Local transportation provider
driving toward self-sufficiency

(REBECCA BRATU/Rockbridge Report)

Every Tuesday and Friday, a shuttle van takes people from Lexington to the Maury River Senior Center in Buena Vista. But with gasoline costs soaring, the fees may have to rise from 50 cents to 75 cents.

“We don’t have a reliable business model,” said Tim Root, executive director of the nonprofit agency that runs the shuttle, the Rockbridge Area Transportation System (RATS). “Every cent we make goes back into the business.”

The senior center in Buena Vista is worried, too. Director Jeri Schaff said the partnership with RATS is invaluable.

“It gives these folks from Lexington an opportunity to come to the center and have a good time,” she said. “They really like it here.” Schaff said six senior citizens come to the center regularly from Lexington.    

But the successful partnership between RATS and the center is hanging by a thread. Normally RATS would charge $6 for a ride from Lexington to Buena Vista, but it charges $4 for those going to the senior center. The center has agreed to subsidize these fares, so people are charged only 50 cents a trip.

But Schaff said the center is facing federal and state-level budget cuts and in 12 months will have to increase the fares to 75 cents a trip. Of the six regular center visitors from Lexington, only one could afford to pay that sum, Schaff said.

Salvation, albeit a temporary one, came with a recent $15,000 grant from the Virginia Department for the Aging. Root said $3,600 of that will be used to keep the senior center shuttle running with the current fares in place.

“It’s important to keep these fares low,” he said. The rest of the money will keep the service’s door-to-door service and its shopping shuttle running.

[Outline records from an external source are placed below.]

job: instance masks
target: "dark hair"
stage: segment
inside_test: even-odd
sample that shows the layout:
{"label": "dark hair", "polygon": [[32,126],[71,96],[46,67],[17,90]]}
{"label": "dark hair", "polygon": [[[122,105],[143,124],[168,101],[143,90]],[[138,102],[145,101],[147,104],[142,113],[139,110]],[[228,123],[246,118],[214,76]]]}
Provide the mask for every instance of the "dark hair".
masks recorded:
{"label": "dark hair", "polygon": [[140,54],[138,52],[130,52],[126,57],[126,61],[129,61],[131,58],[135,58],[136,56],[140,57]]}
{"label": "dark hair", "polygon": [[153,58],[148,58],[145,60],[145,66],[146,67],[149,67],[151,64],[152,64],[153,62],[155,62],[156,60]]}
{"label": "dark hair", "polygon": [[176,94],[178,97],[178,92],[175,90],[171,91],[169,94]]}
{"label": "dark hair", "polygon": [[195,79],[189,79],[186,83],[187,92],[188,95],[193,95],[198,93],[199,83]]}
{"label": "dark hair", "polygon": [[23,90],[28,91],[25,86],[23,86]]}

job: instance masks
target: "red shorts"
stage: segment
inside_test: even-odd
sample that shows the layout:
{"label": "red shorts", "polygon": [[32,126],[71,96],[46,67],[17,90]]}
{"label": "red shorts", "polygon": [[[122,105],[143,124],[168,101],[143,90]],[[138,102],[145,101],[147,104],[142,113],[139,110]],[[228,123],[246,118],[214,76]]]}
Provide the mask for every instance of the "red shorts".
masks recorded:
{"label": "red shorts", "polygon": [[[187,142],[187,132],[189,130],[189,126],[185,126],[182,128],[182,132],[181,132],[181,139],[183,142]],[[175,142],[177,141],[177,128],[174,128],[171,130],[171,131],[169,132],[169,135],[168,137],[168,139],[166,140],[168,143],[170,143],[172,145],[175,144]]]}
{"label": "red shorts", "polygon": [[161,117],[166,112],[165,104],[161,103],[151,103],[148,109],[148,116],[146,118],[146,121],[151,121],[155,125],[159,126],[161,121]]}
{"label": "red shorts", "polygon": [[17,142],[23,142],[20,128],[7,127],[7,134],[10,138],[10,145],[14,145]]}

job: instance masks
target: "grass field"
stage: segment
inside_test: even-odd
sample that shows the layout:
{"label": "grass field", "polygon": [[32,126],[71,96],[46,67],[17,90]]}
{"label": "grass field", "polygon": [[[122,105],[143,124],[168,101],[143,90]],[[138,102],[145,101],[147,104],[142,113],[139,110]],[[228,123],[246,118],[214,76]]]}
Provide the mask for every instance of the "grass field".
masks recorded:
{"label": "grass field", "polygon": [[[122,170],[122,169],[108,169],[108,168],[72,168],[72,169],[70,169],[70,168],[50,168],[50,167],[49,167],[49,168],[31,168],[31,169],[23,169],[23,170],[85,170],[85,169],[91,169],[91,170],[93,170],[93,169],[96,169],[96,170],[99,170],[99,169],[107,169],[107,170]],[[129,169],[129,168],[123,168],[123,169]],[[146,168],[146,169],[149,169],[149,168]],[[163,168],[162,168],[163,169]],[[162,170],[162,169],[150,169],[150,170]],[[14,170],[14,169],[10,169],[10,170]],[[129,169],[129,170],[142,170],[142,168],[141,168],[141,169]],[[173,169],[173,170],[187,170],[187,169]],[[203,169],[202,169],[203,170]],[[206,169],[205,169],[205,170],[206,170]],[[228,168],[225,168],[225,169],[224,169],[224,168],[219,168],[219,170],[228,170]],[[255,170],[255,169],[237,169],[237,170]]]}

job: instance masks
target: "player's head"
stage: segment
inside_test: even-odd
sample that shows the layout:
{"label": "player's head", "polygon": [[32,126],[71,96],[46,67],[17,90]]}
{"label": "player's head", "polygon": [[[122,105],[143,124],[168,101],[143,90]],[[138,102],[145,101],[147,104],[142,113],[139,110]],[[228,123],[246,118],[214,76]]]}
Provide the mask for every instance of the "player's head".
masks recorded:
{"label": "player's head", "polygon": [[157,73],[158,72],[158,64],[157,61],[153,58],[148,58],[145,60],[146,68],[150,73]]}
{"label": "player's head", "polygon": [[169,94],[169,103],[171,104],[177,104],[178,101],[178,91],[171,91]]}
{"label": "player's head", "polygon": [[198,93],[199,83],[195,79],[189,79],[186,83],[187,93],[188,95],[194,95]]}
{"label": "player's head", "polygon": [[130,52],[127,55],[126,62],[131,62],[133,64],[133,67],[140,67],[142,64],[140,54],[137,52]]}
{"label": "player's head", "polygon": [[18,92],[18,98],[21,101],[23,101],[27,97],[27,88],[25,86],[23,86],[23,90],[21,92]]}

But Root said he would still have to change the fare guide by the end of the year.

"'To be responsible about our own financing we have to be sure we’re not just giving away transportation we shouldn’t be,” Root said.

With his board of directors he is working on developing a system to charge fares according to people’s ability to pay them.

“I don’t think it happens too much now, but we shouldn’t transport someone at such low cost if they could pay more,” he said.

Rockbridge County has no form of public transportation. RATS is a private  corporation that provides the county with cheap and specialized transportation for people with disabilities, the elderly, or those who have no other means to get around. 

RATS is a demand/response service that picks up passengers at their residence, delivers them to their destination, and then takes them back home. Their 13 vehicles, including seven vans that can accommodate people in wheelchairs, provide about 1,000 trips every month, Root said. About 90 percent of those rides are for medical appointments.

“But we’re not here just for critical stuff,” Root said. “It’s so that everyone can be an active part of the community.”

Root oversees the countywide operation from a tiny two-room office on McDowell Street in Lexington, jam-packed with files, ceiling-scraping shelving units, computers and folding wheelchairs.

“We take care of folks,” he said. “We don’t just pick them up and dump them somewhere.”

Driver Brenda Harper said her job at RATS has been a real eye-opener.

“[The job] made all the stuff we worry about every day seem trivial,” she said.

The pay may not be great, but Harper is happy she can help people who have no means to get around.

“We all know when we get hired that we’ll never get rich working for RATS, so you’d better love what you’re doing,” Harper said.

Root also writes grant proposals for equipment or money and organizes fundraisers or appeals to the community for help. But the big money for public transit is from the state and federal governments.

RATS may not apply for state or federal funding directly, Root said. A local government has to apply on the corporation’s behalf. RATS is exploring such possibilities with Lexington, Buena Vista and Rockbridge County. 

So RATS continues to pinch pennies as it strives to become self-sufficient.

“I think [RATS] could be a forerunner to some regular form of public transportation,” Root said. “But we could promote ourselves out of business.”